Dubbed “The First Lady of Song,” Ella Fitzgerald was the most popular female jazz singer in the United States for more than half a century … and perhaps the first jazz artist to become a household name. One of today’s outstanding interpreters of vocal jazz and blues, Wanda Houston has loved — and sung along with — Fitzgerald’s music since she was a young girl. Originally from Chicago, Houston grew up singing gospel music in church and with her family’s theater group. She has led an active career as an actress performing on the grand stages of Los Angeles, Las Vegas and Broadway. Like Fitzgerald, she is a great singer as well as a superb storyteller; she colors the spaces between her songs with fascinating stories of her youth and the trials and tribulations of life on the road.

The Vermont Jazz Center Big Band is a professional community band that comes together under the auspices of the VJC to rehearse and take on projects. The band is directed by trumpeter Rob Freeberg and features many top-flight ensemble players and soloists.

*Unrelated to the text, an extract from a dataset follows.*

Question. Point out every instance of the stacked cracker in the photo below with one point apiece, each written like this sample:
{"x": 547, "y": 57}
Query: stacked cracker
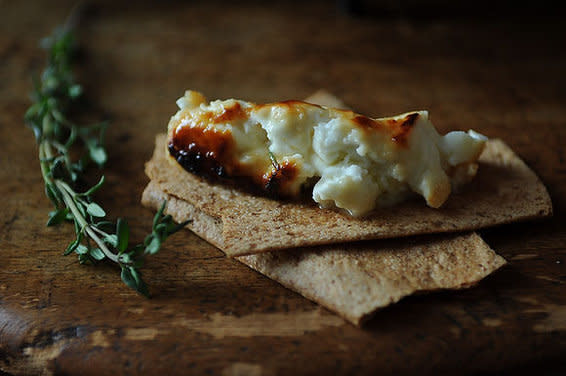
{"x": 336, "y": 260}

New Black Eagle Jazz Band (photo Frederic S. Sater)

On Saturday, June 17, the New Black Eagle Jazz Band — one of the longest-standing, best-known and highly respected traditional jazz groups — returns to the Berkshire Gateway Jazz Festival after a three-year hiatus. Celebrating its 45th anniversary in 2016, the band has dozens of audio recordings and DVDs to its name, including one that garnered a Grammy Award nomination. Of their prowess and creativity, the late New York Times critic John S. Wilson wrote that the band is “So far ahead of other traditional bands … there is scarcely any basis for comparison.”

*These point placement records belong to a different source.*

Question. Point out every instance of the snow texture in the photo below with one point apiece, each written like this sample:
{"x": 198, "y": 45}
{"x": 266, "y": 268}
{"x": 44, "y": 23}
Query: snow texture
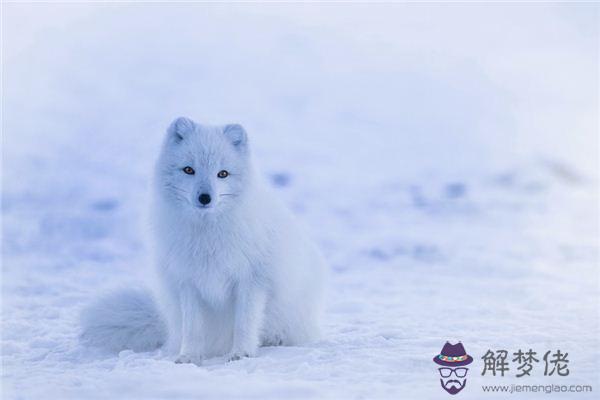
{"x": 443, "y": 156}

In 2009, the Black Eagles teamed-up with famed guitarist Duke Robillard for a recording called “Nothing But the Blues.” After many years, they are reunited exclusively for the Berkshire Gateway Jazz Weekend.

Duke Robillard

Duke Robillard had his first band in high school, and he was fascinated from the beginning by the ways in which jazz, swing, and the blues were linked. In 1967, he formed Roomful of Blues, and the band was tight enough and tough enough to accompany two of its heroes, Big Joe Turner and Eddie “Cleanhead” Vinson on recordings and in live appearances. The Grammy Award-nominated guitarist won the Blues Music Awards (formerly W.C. Handy Awards) for Best Blues Guitarist four times. He also played on Bob Dylan’s multiple Grammy Award-winning 1997 comeback album, “Time Out of Mind,” and briefly toured with Dylan.

Over the course of its five year history, the Gateway festival has featured NEA Jazz Master Phil Woods, renowned touring artists such as Karrin Allyson, Bobby Sanabria, Frank Potenza, and the only authorized George Shearing tribute band; regional favorites such as the Greg Caputo Big Band, the Amherst Jazz Orchestra, Charles Neville, the Lucky Five; Sonny and Perley, and the New Black Eagle Jazz Band; and rising stars such as Justin Kauflin and Bria Skonberg.

Tickets for each concert are $25 in advance, $30 on the day of the event. They can be purchased online at Berkshire Gateway Jazz Weekend, where schedule updates are posted regularly, and at several locations in the Berkshires, including the Lee Chamber Visitor Center. A jazz documentary, title to be announced, will be shown on Thursday, June 15.